_________________________
"I am standing here in the middle of this field,
and all I see is this grass, and this sky, and it is effortless to breathe."
_________________________
A couple moments from this summer:
i. We were driving down the road and you gave me a smile as you turned up the music and started singing along; you so rarely sing that I listened closely to your voice before joining in. We gazed in wonder at the sky that seemed to be burning in synch with our hearts and soaked in the bewildering and overwhelming realization that we are young and we can do so much. We rolled down the windows and I cut shapes in the wind as it reached in to kiss my face; while you held the steering wheel with a haphazard, relaxed grip that didn't make me nervous that night.
ii. I watched the ground slowly sink further and further away as the roller coaster pulled us up into the sky and I felt my heart pounding in my chest. I moved my legs as if I was running and wondered again what on earth had made me get on this thing. As it pulled us to the top and suddenly released us, I gripped the bars so tightly I'm sure my knuckles were white. Closing my eyes I still felt every single drop and twist but at least that way I wouldn't see the place where I was going to die, but I didn't die; not that time or any of the six times I went after that. And on the last ride I kept my eyes open and watched the world spin around me and actually felt my heart beat from excitement and not fear. And I still think those two guys in front of us screamed the loudest but I can't tell because maybe the people behind us thought the same thing about you + me.
iii. one-two-three... I watched my feet and then glanced at you just to make sure I was still on the right beat. You smiled and nodded and we began singing along to the song as we danced. Okay, ready? I nodded and held my hand behind my back as you grabbed it and I spun you into a circle. We came out of the spin and came back perfectly on beat, we both smiled.
iv. No, you know this note... trust yourself. I keep telling him as we go through the flash cards, but one day I started his lesson I realized that my students have grown so much and that she hardly trips over her notes any more. He is more comfortable with counting and has moved on to songs that I used to play when I was his age, and the small victories like a correctly counted song or perfect hand position are what make my job so special... and the smiles on their faces. I am so proud of them.

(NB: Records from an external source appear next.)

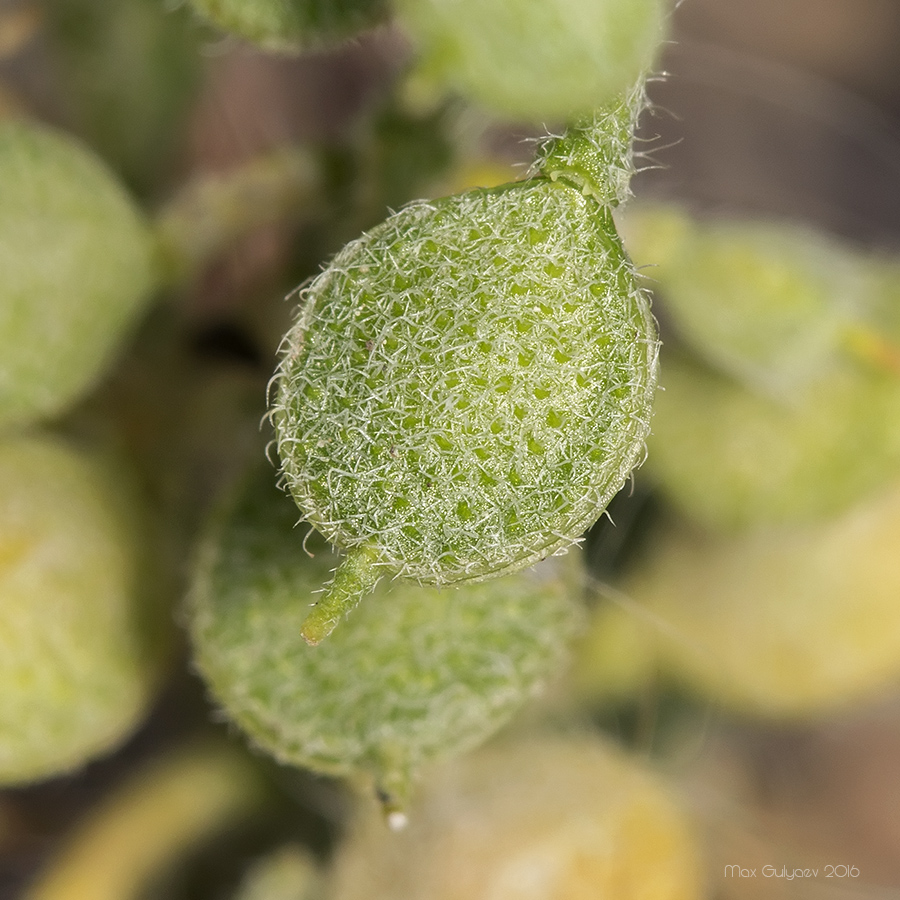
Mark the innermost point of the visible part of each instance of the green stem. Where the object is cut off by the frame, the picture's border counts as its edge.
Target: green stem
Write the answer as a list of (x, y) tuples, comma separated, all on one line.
[(355, 577), (210, 214), (596, 154)]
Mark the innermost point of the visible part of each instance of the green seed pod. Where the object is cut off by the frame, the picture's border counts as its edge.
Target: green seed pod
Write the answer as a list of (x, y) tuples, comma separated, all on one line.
[(75, 268), (785, 623), (284, 25), (414, 674), (468, 384), (554, 60), (546, 818), (80, 651)]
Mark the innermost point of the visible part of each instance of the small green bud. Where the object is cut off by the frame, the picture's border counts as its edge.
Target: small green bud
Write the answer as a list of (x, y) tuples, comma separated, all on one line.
[(284, 25), (80, 651), (543, 818), (467, 385), (553, 60), (75, 269), (414, 674)]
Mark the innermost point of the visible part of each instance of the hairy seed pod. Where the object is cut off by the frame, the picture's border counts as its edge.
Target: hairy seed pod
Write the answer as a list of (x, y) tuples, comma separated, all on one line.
[(81, 649), (75, 269), (415, 673), (553, 60), (285, 25), (468, 384), (543, 818)]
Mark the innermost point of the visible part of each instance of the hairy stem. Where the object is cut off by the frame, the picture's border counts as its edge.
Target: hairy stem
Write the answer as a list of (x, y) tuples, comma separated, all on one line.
[(355, 577)]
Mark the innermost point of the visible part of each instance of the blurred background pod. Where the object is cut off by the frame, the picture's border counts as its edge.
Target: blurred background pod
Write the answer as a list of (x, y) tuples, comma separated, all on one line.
[(126, 73), (414, 674), (76, 270), (156, 817), (550, 62), (542, 817), (781, 387), (788, 623), (84, 631), (293, 25)]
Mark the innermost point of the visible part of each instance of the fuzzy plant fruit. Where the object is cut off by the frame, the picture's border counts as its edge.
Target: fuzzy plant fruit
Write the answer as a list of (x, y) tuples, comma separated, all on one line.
[(285, 25), (543, 818), (467, 385), (548, 61), (75, 269), (81, 648), (786, 622), (414, 674)]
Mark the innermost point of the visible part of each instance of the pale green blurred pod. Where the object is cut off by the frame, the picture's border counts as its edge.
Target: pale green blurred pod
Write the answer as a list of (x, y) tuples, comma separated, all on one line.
[(415, 674), (291, 25), (781, 403), (785, 622), (82, 645), (550, 61), (288, 873), (76, 267), (767, 303), (162, 812), (552, 817)]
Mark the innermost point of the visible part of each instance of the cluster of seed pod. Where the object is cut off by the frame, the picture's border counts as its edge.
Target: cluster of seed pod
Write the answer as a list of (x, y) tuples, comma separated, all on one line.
[(464, 389), (83, 636)]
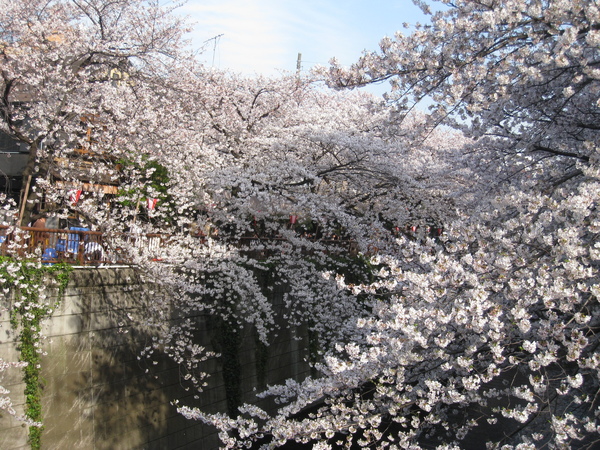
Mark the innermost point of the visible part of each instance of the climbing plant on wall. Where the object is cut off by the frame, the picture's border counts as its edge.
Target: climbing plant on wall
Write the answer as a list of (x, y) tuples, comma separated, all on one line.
[(25, 284)]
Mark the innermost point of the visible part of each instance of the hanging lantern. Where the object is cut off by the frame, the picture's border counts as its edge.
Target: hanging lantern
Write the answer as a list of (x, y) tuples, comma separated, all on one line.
[(151, 203)]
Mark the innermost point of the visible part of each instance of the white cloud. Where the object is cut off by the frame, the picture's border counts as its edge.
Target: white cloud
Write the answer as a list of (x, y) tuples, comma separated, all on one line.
[(262, 36)]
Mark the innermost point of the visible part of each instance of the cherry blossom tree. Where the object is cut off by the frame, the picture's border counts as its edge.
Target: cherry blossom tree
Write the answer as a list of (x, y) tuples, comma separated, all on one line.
[(494, 326)]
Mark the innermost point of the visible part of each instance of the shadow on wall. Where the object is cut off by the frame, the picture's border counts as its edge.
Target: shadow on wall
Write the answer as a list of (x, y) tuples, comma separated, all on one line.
[(99, 393)]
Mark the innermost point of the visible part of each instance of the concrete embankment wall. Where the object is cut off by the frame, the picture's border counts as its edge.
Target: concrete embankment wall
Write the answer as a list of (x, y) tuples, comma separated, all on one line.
[(97, 392)]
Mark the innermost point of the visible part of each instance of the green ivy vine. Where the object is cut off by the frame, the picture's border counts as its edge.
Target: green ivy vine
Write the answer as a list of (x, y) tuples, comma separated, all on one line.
[(27, 280)]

Dancing until we were out of breath, Owl City and randomly singing "Dementia" during volleyball games, movie dates with my brother, playing the guitar and singing with some of the most awesome people alive, riding roller coasters and getting to be in a big crowd of people and observe, fedoras, bike rides through lovely city streets and nearly getting my bike stuck in a bike rack *face palm*, surprising my bestie at her church several times, watching old Walt-Disney movies and wishing for those "good ole' days" again, making wonderful new friends and finding the strength to let go of old ones.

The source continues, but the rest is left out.